As political Americans, yes.  More than 1/3 of all terrorism deaths are from this region. The three countries governments have all fallen repeatedly to be replaced by more authoritarian regimes - which leads to more people disenfranchised, which leads to more terrorism which lead to more authoritarian measures and on and on. As we have learned, expanding terrorist networks are not good for America in the long run - no matter where they are.

So, what is the Sahel? The Sahel is an area south of the Sahara Desert in Africa. It is where the emptiness of the Sahara begins to grow, mainly via sporadic rain and the great river that runs through it - Niger - bringing water to the area. 

Depending on the year, the Sahel shrinks and expands across the Sahara region based on rainfall. At least historically. During the late 1960 / early 1970s, the Sahel contracted due to prolonged drought. Drought lead to over grazing by farmed animals. Overgrazing lead to desertification. 
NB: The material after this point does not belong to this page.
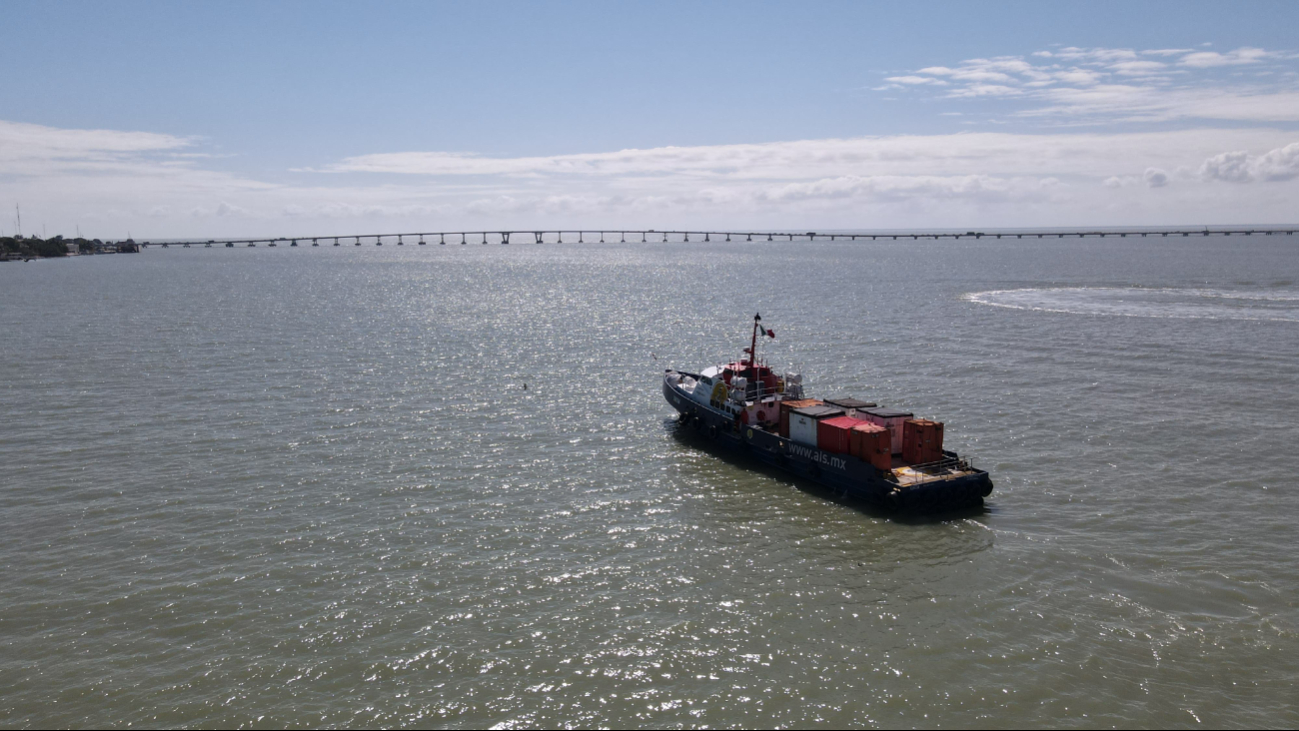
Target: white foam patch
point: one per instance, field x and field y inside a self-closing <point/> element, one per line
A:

But this was a periodic weather change and while a humanitarian issue, it was not terribly abnormal. In good news from that period the medical and sanitary strides meant increased lifespan and lower infant mortality rates for the people of the Sahel. In the side-effect news, the Sahel suddenly had many more people than in the past, and had them at the time the desert was growing. Smaller wars and skirmishes occurred for decades over more and more scarce resources.

Decades later, more rain, less dependence on subsistence farming, and stable populations brought some stability to the region.
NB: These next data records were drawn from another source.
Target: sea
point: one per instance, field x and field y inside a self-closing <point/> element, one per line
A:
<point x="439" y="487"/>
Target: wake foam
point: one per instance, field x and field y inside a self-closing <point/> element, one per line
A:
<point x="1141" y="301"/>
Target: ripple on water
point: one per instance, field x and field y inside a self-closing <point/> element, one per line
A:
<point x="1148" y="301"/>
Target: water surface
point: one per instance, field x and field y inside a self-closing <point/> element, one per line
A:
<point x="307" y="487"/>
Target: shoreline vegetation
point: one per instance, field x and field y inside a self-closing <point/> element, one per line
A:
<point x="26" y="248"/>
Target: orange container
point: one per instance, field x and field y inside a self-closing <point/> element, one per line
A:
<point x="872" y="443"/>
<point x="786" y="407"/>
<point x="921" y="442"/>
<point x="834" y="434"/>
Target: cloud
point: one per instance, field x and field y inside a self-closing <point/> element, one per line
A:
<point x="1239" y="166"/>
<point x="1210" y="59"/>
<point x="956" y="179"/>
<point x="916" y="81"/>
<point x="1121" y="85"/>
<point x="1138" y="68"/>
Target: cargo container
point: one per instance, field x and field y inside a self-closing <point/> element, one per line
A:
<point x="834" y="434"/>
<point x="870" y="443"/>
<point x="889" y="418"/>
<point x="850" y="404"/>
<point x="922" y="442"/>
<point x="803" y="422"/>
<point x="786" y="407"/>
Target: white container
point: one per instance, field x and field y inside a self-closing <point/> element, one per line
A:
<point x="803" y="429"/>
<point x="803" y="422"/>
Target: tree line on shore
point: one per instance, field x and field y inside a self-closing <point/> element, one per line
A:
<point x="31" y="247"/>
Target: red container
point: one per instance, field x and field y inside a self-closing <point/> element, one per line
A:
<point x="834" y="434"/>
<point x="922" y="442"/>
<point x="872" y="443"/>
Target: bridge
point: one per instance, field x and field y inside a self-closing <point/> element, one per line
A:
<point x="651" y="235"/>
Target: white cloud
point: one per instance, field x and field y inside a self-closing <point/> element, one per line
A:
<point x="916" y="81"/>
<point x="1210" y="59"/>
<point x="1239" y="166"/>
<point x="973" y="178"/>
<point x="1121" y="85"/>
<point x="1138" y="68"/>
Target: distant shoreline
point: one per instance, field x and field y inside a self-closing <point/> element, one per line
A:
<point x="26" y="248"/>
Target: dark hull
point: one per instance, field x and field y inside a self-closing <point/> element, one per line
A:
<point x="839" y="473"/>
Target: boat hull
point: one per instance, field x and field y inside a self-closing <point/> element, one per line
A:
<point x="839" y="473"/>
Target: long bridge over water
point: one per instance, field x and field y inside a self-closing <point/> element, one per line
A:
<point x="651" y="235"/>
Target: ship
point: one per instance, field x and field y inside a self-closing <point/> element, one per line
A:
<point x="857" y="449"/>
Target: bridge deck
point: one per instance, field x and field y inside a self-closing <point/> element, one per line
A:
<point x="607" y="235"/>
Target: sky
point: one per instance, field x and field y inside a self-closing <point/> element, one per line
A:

And then (always an "and then") came the long term climate that increased desertification through the region. With less wealth and goods to share among a larger populace, local leaders and warlords directed more wealth to their friends, supporters, and armies. This makes the people grow restless and therefore can be more easily be recruited by opposition, of which Islamic fighters are the most powerful.

For a decades or so, the political changes were held in abeyance by French "peacekeepers" who came at the request of the countries - they were french colonies until the 1960s. American elite anti-terrorism troops and logistic centers went in in the 2000s. When these foreign troops were killed, the home countries discovered that these wars were not popular when the public found out. And so they left.

Since the French and Americans pulled out civilian deaths, terrorist killings and civil wars have increased yearly. From a few hundred in 2014 to over 7,500 so far this year.

So the Sahel shrinks, the population suffers, terrorism grows and people die. The constant low level terrorism of the early 2000s has grown in both area and deaths.

Climate change did not cause this, but has exacerbated the situation politically. 

It is a problem that will only spread. The "it", in this case, being increased competition over fewer resources.